We have made it easy to comment on posts, however we require civility and encourage full names to that end (first initial, last name is OK). Please read our guidelines here before commenting.

  • Anonymous

    Even if they’re not actively used by visitors, word clouds can be useful.  Because they are familiar to readers, automated word clouds can suggestively represent volume of content on a site or idea of its general distribution.

    In other words, a helpful common representation of what’s under the iceberg.

  • Alfred Ingram

    Funny, the word cloud of the Iraq war logs doesn’t seem to have either explosion or IED inthere at all. Just because something is overused doesn’t make it inherently bad.

  • James Felts

    I’m not a fan of tag clouds either. I became annoyed with tag clouds a few years ago after an automated tagging system was implemented. I monitored the traffic on the tag clouds using an overlay tracking tool. Using a popular story as my control I found that nobody was actually clicking on the cloud topics. 

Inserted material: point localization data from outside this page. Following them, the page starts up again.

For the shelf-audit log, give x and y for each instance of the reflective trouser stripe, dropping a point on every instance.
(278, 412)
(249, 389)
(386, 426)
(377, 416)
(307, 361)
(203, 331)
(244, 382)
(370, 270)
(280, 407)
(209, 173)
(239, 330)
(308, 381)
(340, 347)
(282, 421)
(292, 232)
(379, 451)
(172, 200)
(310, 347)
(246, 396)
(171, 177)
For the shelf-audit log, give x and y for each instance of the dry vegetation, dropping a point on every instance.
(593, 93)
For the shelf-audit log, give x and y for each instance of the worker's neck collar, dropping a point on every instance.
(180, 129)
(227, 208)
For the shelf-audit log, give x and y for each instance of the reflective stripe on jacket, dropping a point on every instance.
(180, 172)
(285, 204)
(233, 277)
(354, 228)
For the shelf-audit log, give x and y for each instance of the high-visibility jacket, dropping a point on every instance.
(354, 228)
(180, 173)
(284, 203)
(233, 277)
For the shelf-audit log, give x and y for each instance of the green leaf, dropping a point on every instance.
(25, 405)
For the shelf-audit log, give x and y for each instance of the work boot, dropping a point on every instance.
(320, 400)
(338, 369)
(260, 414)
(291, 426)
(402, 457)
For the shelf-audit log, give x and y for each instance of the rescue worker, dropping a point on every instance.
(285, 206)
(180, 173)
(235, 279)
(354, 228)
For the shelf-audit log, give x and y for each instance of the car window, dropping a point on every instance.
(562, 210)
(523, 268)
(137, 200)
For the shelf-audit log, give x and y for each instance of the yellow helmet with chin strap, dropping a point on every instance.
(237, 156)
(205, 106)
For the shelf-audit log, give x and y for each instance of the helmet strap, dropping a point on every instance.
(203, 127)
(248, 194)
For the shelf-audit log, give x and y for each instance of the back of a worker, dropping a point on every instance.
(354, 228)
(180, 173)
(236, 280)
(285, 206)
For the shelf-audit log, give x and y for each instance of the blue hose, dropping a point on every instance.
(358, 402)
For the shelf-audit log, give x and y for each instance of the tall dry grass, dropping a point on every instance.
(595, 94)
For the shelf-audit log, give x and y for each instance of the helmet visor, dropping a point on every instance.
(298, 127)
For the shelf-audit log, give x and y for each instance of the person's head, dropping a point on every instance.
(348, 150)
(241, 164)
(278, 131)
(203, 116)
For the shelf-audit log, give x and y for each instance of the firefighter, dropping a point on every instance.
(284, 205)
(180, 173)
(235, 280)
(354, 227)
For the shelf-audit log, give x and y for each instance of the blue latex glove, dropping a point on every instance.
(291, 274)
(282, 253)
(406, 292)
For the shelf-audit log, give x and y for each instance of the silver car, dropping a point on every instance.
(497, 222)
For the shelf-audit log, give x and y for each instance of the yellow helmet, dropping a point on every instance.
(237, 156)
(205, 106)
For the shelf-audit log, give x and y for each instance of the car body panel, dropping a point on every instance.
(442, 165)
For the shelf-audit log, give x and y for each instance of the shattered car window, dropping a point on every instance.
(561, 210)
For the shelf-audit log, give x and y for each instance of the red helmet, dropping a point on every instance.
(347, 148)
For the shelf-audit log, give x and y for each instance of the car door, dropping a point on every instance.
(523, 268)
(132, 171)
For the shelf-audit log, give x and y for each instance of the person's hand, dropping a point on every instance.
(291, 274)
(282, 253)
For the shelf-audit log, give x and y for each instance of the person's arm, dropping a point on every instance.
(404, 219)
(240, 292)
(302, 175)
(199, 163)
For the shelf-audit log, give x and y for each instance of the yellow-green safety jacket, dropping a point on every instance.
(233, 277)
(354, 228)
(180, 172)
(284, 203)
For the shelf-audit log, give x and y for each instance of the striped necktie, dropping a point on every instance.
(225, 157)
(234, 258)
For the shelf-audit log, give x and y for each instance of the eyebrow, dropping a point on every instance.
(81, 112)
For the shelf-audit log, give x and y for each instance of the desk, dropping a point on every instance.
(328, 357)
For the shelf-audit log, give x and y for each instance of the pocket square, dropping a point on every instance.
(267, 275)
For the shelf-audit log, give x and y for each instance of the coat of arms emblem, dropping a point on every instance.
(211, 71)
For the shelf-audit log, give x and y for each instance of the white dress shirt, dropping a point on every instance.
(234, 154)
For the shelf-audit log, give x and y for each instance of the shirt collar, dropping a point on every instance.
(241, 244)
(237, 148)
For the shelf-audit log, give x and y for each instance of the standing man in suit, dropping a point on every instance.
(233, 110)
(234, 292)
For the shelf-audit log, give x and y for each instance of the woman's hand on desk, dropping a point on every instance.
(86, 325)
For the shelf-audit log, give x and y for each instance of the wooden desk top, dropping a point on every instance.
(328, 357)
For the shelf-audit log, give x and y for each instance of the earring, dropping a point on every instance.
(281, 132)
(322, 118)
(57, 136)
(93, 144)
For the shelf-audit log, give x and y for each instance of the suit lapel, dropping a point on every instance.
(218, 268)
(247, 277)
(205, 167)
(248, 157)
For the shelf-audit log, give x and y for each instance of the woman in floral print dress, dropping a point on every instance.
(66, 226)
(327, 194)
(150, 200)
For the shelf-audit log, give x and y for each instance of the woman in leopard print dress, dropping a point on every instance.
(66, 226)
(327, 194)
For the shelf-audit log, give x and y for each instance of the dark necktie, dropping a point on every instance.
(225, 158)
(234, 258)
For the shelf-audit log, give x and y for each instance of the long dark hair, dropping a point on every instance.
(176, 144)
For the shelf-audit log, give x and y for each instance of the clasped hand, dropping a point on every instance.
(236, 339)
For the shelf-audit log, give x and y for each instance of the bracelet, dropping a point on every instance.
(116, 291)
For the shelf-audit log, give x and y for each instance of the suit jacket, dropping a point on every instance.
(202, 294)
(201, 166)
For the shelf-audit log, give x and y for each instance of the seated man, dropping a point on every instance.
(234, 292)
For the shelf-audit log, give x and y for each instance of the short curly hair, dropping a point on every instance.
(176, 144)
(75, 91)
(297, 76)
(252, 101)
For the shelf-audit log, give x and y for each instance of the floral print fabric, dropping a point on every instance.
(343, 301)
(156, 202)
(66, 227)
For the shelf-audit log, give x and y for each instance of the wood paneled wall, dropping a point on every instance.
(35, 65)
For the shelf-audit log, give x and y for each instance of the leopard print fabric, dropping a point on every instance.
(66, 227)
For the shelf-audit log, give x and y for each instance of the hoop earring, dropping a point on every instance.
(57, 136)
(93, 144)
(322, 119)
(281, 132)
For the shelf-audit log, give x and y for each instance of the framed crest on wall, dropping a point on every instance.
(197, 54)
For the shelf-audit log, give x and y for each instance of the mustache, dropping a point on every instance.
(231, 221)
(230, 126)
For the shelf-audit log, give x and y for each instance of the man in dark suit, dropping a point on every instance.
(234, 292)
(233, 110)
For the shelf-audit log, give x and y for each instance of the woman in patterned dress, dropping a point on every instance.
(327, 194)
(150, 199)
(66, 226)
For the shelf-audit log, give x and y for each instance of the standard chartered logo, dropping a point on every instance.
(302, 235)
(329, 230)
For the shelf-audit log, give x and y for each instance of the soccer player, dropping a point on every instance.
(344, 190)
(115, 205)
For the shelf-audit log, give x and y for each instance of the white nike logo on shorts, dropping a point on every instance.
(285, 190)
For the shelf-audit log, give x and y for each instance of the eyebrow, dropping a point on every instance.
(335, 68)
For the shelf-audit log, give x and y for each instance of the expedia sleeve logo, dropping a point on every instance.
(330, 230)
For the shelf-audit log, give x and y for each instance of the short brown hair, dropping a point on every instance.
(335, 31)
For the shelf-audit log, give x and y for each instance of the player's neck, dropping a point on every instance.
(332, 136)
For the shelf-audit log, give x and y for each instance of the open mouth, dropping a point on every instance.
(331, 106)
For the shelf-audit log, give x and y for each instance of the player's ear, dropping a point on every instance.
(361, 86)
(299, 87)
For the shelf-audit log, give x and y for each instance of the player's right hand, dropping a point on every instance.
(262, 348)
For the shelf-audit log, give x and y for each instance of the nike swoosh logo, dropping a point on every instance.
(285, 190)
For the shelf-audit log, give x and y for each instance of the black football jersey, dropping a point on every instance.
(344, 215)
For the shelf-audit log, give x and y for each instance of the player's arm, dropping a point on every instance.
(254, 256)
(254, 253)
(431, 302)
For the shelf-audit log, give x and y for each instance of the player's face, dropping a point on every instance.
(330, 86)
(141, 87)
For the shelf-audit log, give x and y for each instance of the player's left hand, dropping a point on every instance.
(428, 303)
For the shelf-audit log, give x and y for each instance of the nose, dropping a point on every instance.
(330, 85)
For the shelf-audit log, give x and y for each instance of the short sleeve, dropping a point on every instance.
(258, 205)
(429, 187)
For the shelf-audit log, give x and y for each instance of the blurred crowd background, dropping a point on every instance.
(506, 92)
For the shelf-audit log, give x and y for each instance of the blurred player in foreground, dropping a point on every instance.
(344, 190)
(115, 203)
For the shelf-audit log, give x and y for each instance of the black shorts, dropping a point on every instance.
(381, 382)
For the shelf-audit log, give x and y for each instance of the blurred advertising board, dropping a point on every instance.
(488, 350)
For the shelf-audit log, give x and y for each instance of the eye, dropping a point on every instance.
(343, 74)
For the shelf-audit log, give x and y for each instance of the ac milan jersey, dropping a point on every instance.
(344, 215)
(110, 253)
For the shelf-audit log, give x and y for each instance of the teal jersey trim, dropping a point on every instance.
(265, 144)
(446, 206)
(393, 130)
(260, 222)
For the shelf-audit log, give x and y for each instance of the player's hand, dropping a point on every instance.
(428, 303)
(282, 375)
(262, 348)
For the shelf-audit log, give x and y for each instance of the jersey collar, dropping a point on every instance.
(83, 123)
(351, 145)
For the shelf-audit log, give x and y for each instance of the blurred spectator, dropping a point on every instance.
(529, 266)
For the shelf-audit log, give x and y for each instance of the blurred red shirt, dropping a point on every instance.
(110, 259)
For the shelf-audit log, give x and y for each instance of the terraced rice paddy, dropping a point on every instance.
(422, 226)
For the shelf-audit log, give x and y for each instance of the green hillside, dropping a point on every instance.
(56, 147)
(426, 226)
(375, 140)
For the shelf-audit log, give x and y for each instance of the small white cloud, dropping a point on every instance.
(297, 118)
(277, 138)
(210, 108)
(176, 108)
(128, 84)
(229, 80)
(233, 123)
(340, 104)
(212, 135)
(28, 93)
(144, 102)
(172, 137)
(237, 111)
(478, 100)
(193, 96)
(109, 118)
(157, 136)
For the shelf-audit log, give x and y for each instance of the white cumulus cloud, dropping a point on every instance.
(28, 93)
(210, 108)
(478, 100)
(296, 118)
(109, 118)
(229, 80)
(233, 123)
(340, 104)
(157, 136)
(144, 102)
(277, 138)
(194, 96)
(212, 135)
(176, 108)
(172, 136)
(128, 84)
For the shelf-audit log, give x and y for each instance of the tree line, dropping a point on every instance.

    I did not want to lose the functionality of tagging so I hid the tag cloud and turned this list into a general tagging list. I then used the tagged items as keywords for popular content (on other areas of the site). The new strategy has worked brilliantly.

    There is something to be said about over tagging content too. I’ve found in our automated efforts we have diluted our tags with meaningless content as well. 

    Good call on the tag clouds… I’m pleased that someone has addressed this topic.